1. ## 2 derivative problems

Find the derivative of ln e^u/u
the answer is 0 but I don't know how to get it

lim
h-> 0 square root of (25-h) -5/h

The answer is 1/10 but I once again don't know how to do it.

2. If it's supposed to be 0 then you must mean $y= \frac{\ln(e^u)}{u}$

$y=\frac{u\ln(e)}{u}$ by log rules

$y=\frac{u*1}{u}=1$

y'=0

3. Originally Posted by Jameson
If it's supposed to be 0 then you must mean $y= \frac{\ln(e^u)}{u}$

$y=\frac{u\ln(e)}{u}$ by log rules

$y=\frac{u*1}{u}=1$

y'=0

Thank you for the help, can you help me with the second problem?
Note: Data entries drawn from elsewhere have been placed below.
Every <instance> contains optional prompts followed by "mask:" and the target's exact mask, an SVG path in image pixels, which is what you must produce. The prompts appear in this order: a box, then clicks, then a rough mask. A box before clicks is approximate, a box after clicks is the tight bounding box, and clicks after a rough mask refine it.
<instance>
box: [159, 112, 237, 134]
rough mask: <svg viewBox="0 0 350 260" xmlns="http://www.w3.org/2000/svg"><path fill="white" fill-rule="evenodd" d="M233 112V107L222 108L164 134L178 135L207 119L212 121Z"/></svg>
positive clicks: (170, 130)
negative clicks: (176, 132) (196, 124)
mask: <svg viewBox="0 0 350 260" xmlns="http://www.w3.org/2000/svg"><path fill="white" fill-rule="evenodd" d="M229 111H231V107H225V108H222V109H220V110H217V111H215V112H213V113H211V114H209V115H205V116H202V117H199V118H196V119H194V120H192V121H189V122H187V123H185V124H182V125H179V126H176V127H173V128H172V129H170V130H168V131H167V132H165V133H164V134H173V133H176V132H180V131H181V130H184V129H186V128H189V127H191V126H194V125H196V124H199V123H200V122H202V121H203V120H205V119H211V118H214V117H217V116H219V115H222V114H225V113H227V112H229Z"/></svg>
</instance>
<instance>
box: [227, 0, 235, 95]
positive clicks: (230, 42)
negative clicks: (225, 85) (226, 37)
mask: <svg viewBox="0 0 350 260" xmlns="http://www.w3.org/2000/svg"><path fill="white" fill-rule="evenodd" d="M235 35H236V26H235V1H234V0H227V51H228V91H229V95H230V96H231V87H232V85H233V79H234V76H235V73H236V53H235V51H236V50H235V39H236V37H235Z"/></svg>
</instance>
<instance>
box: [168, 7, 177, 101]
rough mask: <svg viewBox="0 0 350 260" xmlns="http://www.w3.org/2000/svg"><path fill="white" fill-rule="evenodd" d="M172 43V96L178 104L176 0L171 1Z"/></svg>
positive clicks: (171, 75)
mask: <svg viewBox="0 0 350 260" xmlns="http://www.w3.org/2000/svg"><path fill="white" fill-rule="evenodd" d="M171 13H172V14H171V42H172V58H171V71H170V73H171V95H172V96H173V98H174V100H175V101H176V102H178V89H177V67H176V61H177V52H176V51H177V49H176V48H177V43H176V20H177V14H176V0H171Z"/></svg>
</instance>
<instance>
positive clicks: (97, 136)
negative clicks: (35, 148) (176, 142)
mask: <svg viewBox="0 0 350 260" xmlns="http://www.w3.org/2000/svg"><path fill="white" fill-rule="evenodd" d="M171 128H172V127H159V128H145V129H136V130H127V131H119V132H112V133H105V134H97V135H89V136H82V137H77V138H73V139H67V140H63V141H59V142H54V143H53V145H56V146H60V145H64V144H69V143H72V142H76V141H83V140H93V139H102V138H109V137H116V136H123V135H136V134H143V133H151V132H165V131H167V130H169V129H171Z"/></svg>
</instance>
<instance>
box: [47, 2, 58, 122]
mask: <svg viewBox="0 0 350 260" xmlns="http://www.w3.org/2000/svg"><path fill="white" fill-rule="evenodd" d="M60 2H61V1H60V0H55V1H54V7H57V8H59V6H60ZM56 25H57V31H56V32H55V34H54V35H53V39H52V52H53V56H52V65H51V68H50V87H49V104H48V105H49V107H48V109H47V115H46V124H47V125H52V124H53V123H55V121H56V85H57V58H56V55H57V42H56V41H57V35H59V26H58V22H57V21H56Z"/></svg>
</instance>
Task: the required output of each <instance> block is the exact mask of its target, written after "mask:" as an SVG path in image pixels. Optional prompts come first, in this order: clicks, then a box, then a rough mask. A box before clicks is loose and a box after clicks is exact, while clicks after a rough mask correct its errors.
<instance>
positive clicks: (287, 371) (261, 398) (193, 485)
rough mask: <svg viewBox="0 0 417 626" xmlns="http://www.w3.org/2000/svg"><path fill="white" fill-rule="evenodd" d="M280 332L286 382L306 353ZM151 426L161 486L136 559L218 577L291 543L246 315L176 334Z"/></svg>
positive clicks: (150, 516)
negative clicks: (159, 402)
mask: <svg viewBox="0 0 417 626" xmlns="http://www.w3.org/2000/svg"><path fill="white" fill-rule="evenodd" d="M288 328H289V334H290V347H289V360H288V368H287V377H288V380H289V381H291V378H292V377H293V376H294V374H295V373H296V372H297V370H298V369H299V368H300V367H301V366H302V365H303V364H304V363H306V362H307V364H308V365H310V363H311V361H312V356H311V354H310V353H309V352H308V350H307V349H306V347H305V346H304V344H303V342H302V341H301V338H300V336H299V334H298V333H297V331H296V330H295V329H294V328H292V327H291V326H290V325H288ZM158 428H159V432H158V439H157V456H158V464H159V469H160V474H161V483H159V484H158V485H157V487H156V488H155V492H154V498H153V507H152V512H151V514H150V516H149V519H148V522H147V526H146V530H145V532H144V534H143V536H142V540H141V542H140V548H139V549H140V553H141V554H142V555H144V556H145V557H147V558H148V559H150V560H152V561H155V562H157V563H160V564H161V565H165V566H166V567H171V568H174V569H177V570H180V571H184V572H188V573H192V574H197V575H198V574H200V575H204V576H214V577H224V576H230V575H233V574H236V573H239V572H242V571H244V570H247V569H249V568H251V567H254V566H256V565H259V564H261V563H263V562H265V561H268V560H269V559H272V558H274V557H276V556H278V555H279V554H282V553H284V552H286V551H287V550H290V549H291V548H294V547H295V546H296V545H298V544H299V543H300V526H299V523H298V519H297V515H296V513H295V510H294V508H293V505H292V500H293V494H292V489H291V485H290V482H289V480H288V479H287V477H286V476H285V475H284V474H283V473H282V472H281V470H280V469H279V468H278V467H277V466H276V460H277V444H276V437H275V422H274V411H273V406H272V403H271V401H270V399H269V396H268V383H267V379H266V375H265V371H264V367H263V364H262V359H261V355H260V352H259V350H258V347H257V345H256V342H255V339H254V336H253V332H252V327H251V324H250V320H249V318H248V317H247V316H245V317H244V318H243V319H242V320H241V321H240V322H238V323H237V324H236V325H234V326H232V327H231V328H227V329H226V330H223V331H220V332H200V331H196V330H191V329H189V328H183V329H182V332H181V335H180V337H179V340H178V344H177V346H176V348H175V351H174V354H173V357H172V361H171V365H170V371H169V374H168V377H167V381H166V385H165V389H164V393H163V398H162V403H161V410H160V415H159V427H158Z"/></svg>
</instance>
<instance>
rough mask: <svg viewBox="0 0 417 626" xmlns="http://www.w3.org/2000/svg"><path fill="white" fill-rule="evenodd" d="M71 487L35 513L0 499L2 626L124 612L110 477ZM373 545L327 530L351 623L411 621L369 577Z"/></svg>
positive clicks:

4. If I'm reading it right it's $\lim_{h \rightarrow 0} \frac{\sqrt{25-h}-5}{h}$

Multiply the numerator and denominator by $\sqrt{25-h}+5$

$\frac{\sqrt{25-h}-5}{h} * \frac{\sqrt{25-h}+5}{\sqrt{25-h}+5}$

This comes out to be $\frac{-h}{h(\sqrt{25-h}+5)}=\frac{-1}{\sqrt{25-h}+5}$

Now try the limit again.

5. Originally Posted by Jameson
If I'm reading it right it's $\lim_{h \rightarrow 0} \frac{\sqrt{25-h}-5}{h}$

Multiply the numerator and denominator by $\sqrt{25-h}+5$

$\frac{\sqrt{25-h}-5}{h} * \frac{\sqrt{25-h}+5}{\sqrt{25-h}+5}$

This comes out to be $\frac{-h}{h(\sqrt{25-h}+5)}=\frac{-1}{\sqrt{25-h}+5}$

Now try the limit again.
it came out -1/10, but the answer is 1/10

did I do something wrong there?

6. No, I'm pretty sure the answer is negative. I just checked the limit on a calculator and it confirms it's -1/10.